Seungmin can feel the tears wetting his cheeks. The rocking has done nothing to help, so he moans in pain on the bed. Everything feels too loud, even though he is the only one making noise. He locks his fingers together behind his head. He used to hit his head with his fists when it got really bad, but he knows that that isn't okay. That can cause more damage, so he lays his head over his interlaced fingers, trapping them.
He wished he were classified as a neutral. Not even a dom or a switch. He doubts he could ever be a dom and cause pain to another being, even if they enjoyed it greatly. He feels sick at the idea. Switches just have the worst of both worlds, needing to dom or be dommed. Neutrals have managed to avoid all of it. They are basic. They are the most common classification. There are countless studies and theories as to why either neutrals or others have evolved and yet no one has the answer. No one knows why they exist either way. No one even knows which came first.
A car horn honks outside his window and he lets out a small scream. The noise is like a dagger to his brain. He just wants it to stop. He needs it to stop. It hurts too much.
If he were allowing a dom to put him in subspace, he wouldn't have to deal with this pain, but this is pain he has control over. He is inflicting this on himself. He knows what to expect. He knows what it does to him. He would rather this control than that fear.
He's lucky he isn't required to have a dom. Some countries require that subs have doms to claim them or they essentially get put in foster care, but for subs to doms. Then he would be matched with a stranger, some random dom that wants— not needs a sub. Maybe their tenth sub, but the government doesn't care. They simply want control over those they deemed desirable. Seungmin is very lucky that there are laws protecting him and other subs. Subs just like him who have no desire to belong to another person. Subs who want to be free.
He places his hands over his ears to block out everything—really, it's just his own breathing at this point, but it's too much. He can feel the tiredness pulling at him, at his mind, but he can't seem to follow it. He's stuck in this pain.
She was kind at the beginning, a freshly classified dom herself. He knew her from school. He gave her a shot. The first session should have been blaring, but they were both new, both still learning. So he gave her another chance and another and another. Soon, he was two years deep in their situation. She had crossed the line over and over again. He should have walked away earlier. He should have fought back.
He's spiralling as thoughts fill his mind. Thoughts that aren't kind to him. He entertains each one, giving them reasons and allowing the tears to spill anew down his face as he beats himself up internally. He's too tired to fight them. Too mentally drained and unsettled to understand that they are lies.
She owned him. She controlled him. He was too scared to leave it. Too scared to tell people why he had no dom if he did. He had friends back then. Friends he confined in—questioned her actions, her motives. They didn't believe him. They told him it was impossible for a dom to be wrong. Doms always knew what the sub needed, so he had to trust her. It wasn't possible for her to have gone too far, simply because he wanted it, right? He needed it.

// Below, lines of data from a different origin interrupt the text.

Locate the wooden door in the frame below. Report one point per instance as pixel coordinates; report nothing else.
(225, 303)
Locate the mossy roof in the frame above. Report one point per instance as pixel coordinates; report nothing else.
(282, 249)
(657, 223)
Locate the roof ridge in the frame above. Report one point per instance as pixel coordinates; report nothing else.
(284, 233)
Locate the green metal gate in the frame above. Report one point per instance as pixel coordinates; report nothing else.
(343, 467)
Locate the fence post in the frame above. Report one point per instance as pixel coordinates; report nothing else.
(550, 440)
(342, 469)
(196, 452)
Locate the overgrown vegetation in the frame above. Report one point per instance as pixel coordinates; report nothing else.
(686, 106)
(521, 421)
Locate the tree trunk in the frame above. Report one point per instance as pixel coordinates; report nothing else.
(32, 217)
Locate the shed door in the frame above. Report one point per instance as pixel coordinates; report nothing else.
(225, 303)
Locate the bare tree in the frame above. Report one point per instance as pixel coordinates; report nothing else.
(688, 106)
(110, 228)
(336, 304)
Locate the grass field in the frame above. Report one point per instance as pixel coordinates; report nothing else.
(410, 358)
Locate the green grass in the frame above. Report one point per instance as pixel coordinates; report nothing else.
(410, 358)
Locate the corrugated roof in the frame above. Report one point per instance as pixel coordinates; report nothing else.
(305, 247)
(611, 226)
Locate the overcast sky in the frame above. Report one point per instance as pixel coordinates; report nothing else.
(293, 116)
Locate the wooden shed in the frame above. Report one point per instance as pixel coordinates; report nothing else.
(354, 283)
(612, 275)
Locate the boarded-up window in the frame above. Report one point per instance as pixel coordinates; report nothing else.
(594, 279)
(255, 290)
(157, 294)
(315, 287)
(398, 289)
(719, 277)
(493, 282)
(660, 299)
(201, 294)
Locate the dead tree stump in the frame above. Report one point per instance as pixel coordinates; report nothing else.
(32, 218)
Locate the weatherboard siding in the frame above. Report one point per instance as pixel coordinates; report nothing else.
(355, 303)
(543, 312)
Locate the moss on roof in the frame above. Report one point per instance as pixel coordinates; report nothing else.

Seungmin has no one to call when the drops happen. He's so alone, but he allows it. He lets the loneliness creep in because it is safer. It's safer than allowing someone to have enough persuasion over him to keep him with her for another year after. He can go through the pain on his own. It's better than going through pain with her—with anyone.
The tiredness that has settled into his bones finally pulls at his mind enough and he drifts into an unsettled sleep. A sleep that he knows he won't feel rested from after he wakes up. The nightmare and pain follows him into it. He won't be free from it. Not when he chooses it.